For the first two years, things went ok, with Beterbiev fighting twice in 2015 and 2016, winning the vacant WBO International Light-Heavyweight title and defending his WBA–NABA Light-Heavyweight title three times. However, by 2017 Beterbiev was again having disputes with his team. On May 9th, 2017 Beterbiev posted on Instagram, “As many of you have already heard, my lawyer has filed this morning a demand for Declaratory Judgment asking the Superior Court in Montreal to confirm that my promotional agreement with Groupe Yvon Michel (GYM) is effectively terminated/expired.”
This was the beginning of a tense legal battle with Yvon Michel to void his contract and released him to resign with another manager and promoter, which was confusing for fans and pundits alike, as Beterbiev continued to achieve success while under contract. The exact details of the disputes have not been confirmed but it is rumored that Beterbiev was unhappy with the number of fights he was being given, as well as thinking he was underpaid. Given that he began his career with 3-4 fights per year, but under Yvon Michel was fighting just 1-2 times per year, it is easy to see Beterbiev’s side of things.
Finalizing his case against Groupe Yvon Michel, GYM, the Canadian courts ruled in 2018 that Beterbiev would remain under contract with GYM until 2021. Beterbiev was publicly accepting for the ruling.
Brief stint with Hearn and Matchroom
Hearn managed to sign Beterbiev to a three-fight deal in 2018, with Beterbiev appearing extremely happy with the arrangement. Beterbiev fought Callum Johnson, knocking him out in round 4, with the fight being broadcast on DAZN, as per Matchroom’s contracts. However, this would be the only fight Beterbiev would fulfill under his GYM-Matchroom co-promotional deal.
After beating Callum Johnson, Beterbiev announced he had signed a co-promotional deal with GYM and Top Rank, to broadcast on ESPN.

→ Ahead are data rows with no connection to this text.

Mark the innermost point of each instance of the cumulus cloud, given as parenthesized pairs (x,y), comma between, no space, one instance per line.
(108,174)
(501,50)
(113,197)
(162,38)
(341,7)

The confusing nature of Beterbiev’s contractual issues has cost him a lot of money out of court. Over the past 7 years, he has paid settlements to Anna Reva, Yvon Michel (who continues to promote him), and Eddie Hearn. This has all hampered his success as a boxer, as he has fought fewer fights during the periods when he was undertaking legal action against these many people.
A late bloomer?
With his reliance on his other-worldly punching power and stamina, is it possible that Beterbiev can keep fighting into his late thirties? While he looks extremely healthy at 175lbs, nothing about his frame would suggest he is as devastating a puncher as he is. Like Deontay Wilder, who looks athletic and slight compared to a hulking Anthony Joshua, Artur Beterbiev has punching power build into his DNA. His tremendous work ethic likely results in his impressive stamina, but some people are just built differently in that sense too. Or maybe there’s something in the water in Dagestan where he was born.
With no signs of slowing down just yet, it will be interesting to see how close to 40 Beterbiev can push himself as a professional boxer. There are a rare few who can remain genuinely competitive into their 40s, like Manny Pacquiao, and as we all know the heavier guys tend to enjoy longer careers as a standard.
However late he started, Beterbiev looks determined to stick around and dominate for a long time. He’s always exciting to watch, coming straight forward like a wrecking ball, with such extreme confidence in his powerful fists, that you can often see the doubt in his opponents’ eyes the first time they eat a clean shot. For Beterbiev’s best fights, watch any of his 15 KOs.